10/10/07

La estancia de la memoria


Lina Bolzoni.
La estancia de la memoria.
Traducción de
Giovanna Gabrielle y Mª de las Nieves Muñiz.
Cátedra. Madrid, 2007



Modelos literarios e iconográficos en la época de la imprenta es el sugestivo subtítulo de La estancia de la memoria, un libro que reconstruye los espacios que la memoria crea a lo largo del siglo XVI.

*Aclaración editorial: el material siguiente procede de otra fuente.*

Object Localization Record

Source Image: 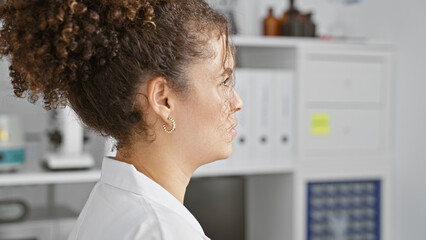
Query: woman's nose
[232,89,244,112]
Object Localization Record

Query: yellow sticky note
[0,128,9,142]
[311,113,330,136]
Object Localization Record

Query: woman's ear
[147,77,173,122]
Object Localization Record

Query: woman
[0,0,243,240]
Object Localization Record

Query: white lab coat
[68,157,209,240]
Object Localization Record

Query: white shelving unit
[0,36,393,240]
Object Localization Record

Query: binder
[271,70,294,165]
[251,69,274,166]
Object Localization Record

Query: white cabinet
[0,36,393,240]
[216,36,393,240]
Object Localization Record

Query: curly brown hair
[0,0,233,148]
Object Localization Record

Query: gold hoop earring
[142,20,157,31]
[163,117,176,133]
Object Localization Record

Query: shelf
[231,35,304,48]
[0,167,101,187]
[192,165,294,178]
[230,35,394,51]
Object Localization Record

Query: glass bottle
[281,0,304,37]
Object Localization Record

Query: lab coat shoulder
[153,203,209,240]
[68,183,164,240]
[69,183,203,240]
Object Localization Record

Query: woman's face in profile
[176,37,243,165]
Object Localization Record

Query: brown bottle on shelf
[263,8,281,36]
[281,0,304,37]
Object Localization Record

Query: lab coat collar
[101,157,204,235]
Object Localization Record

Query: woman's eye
[221,78,231,87]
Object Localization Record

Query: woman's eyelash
[221,77,231,86]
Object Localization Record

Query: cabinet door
[0,221,53,240]
[303,109,382,154]
[304,54,386,103]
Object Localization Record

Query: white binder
[271,70,294,165]
[230,68,253,167]
[251,69,274,166]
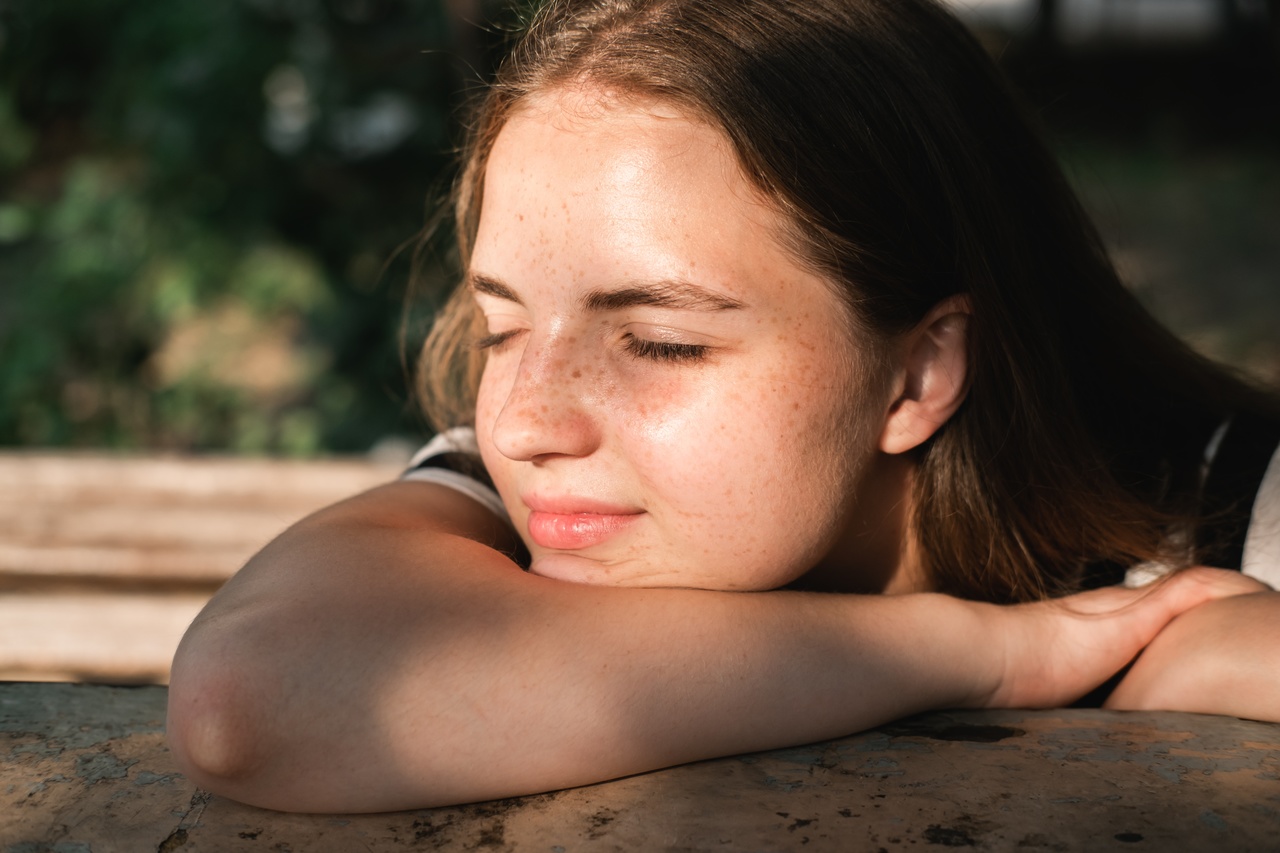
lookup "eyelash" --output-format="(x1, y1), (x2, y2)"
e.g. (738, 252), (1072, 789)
(626, 334), (710, 362)
(475, 329), (710, 362)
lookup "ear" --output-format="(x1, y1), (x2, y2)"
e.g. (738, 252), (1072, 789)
(879, 293), (972, 453)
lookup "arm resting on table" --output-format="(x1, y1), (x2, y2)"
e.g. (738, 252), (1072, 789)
(169, 483), (1259, 812)
(1106, 592), (1280, 722)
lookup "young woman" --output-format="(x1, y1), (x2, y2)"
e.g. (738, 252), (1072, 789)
(169, 0), (1280, 811)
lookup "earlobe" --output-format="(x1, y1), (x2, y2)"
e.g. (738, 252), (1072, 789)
(879, 295), (972, 453)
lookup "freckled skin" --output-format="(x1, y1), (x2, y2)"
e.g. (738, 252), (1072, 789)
(471, 91), (884, 589)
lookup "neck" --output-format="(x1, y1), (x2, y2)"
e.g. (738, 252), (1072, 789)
(794, 453), (932, 594)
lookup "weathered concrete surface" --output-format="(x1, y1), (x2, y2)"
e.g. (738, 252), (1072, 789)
(0, 684), (1280, 853)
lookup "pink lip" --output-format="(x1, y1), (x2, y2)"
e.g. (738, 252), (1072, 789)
(525, 496), (644, 551)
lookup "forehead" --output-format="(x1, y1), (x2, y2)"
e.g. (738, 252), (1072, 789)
(471, 90), (849, 328)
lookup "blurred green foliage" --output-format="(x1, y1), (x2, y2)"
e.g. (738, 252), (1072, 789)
(0, 0), (488, 455)
(0, 0), (1280, 455)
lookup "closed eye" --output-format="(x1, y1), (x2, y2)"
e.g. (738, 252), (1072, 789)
(626, 334), (710, 362)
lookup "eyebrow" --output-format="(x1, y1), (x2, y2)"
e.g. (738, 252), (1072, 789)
(467, 273), (525, 305)
(582, 280), (745, 311)
(468, 273), (746, 311)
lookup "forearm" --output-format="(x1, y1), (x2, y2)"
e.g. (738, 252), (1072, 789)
(172, 484), (995, 811)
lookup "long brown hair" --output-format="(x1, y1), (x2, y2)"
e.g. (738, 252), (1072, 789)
(421, 0), (1274, 601)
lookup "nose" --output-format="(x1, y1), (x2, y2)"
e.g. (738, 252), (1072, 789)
(493, 339), (600, 462)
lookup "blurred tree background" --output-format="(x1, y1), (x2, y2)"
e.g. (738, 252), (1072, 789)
(0, 0), (506, 455)
(0, 0), (1280, 455)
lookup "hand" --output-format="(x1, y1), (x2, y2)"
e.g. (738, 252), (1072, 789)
(1105, 578), (1280, 721)
(986, 569), (1259, 708)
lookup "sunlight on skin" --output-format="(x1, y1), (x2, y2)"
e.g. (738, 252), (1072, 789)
(471, 92), (901, 589)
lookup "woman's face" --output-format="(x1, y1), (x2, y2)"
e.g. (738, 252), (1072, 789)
(470, 91), (883, 589)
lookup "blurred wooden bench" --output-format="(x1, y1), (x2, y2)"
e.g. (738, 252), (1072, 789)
(0, 452), (398, 683)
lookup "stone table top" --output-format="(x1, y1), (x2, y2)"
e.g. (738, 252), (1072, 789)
(0, 683), (1280, 853)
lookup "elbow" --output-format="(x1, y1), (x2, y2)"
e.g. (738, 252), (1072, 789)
(165, 653), (265, 799)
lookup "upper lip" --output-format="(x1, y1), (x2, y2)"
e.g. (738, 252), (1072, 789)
(520, 494), (643, 515)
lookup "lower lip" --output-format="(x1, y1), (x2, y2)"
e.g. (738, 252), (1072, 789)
(529, 510), (640, 551)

Cátedra publica en su colección de crítica y estudios literarios este libro sobre la memoria de las palabras y las imágenes, centrado en un momento histórico como el siglo XVI en el que el canon clasicista se atiene a unas normas y a unos modelos en cuya fijación la memoria tiene un papel esencial.

La clave del código clasicista es una creación que surge de la imitación de lo antiguo y se expresa asumiendo un discurso ajeno. En consecuencia, escribir es recordar y el objeto del recuerdo serán las metáforas, los artificios retóricos, pero también un repertorio iconográfico transmitido por la literatura y el arte antiguos para hacer visible el saber. Por ejemplo con esquemas lógicos, árboles del saber y máquinas retóricas que desmontan las figuras de los textos clásicos y las reutilizan con unas variaciones que aprovechan la lógica oculta de los textos literarios.

Por eso los maestros de retórica del Quinientos son maestros de la memoria, como aquel Giulio Camillo que proyectó un teatro de la memoria a través de un dispositivo que contenía todas las palabras e imágenes para formalizar el saber.

Arte de la memoria de las palabras y las cosas que se concreta en las distintas variedades del esquema visual: diagramas, árboles y tablas fueron las técnicas fundamentales en los tratados de poética y retórica del XVI, como instrumentos para hacer visible el saber y para fijar los modelos estilísticos canónicos del clasicismo renacentista.

En el siglo XVI, los esquemas visuales no sólo ponen ante los ojos de todos, de modo rápido y eficaz, el camino que ha de seguirse para escribir bien, sino que tienden a reducir los procedimientos de la escritura literaria a un mecanismo combinatorio; los diagramas someten las grandes obras a una especie de anatomía (como dice una imagen usual) y, según una opinión común, crean también las condiciones para recomponer sus partes a fin de dar vida a un cuerpo (a un texto) nuevo. Los esquemas visuales tienden, en suma, a convertirse en auténticas máquinas para producir textos: funcionan como «interfaz» entre la lectura de textos ajenos y la creación de textos propios, se sitúan a medio camino entre la biblioteca y la mesa escritorio. En efecto, las máquinas retóricas guían y estructuran la memoria, y por tanto suministran el material ya preparado para la «invención», proporcionan las palabras y las imágenes predispuestas para ser colocadas en los lugares del texto.

Imagen, retórica y memoria se conjugan de esta manera en un estudio como este que presenta el código cultural de la modernidad desde una perspectiva tan inusual como interesante.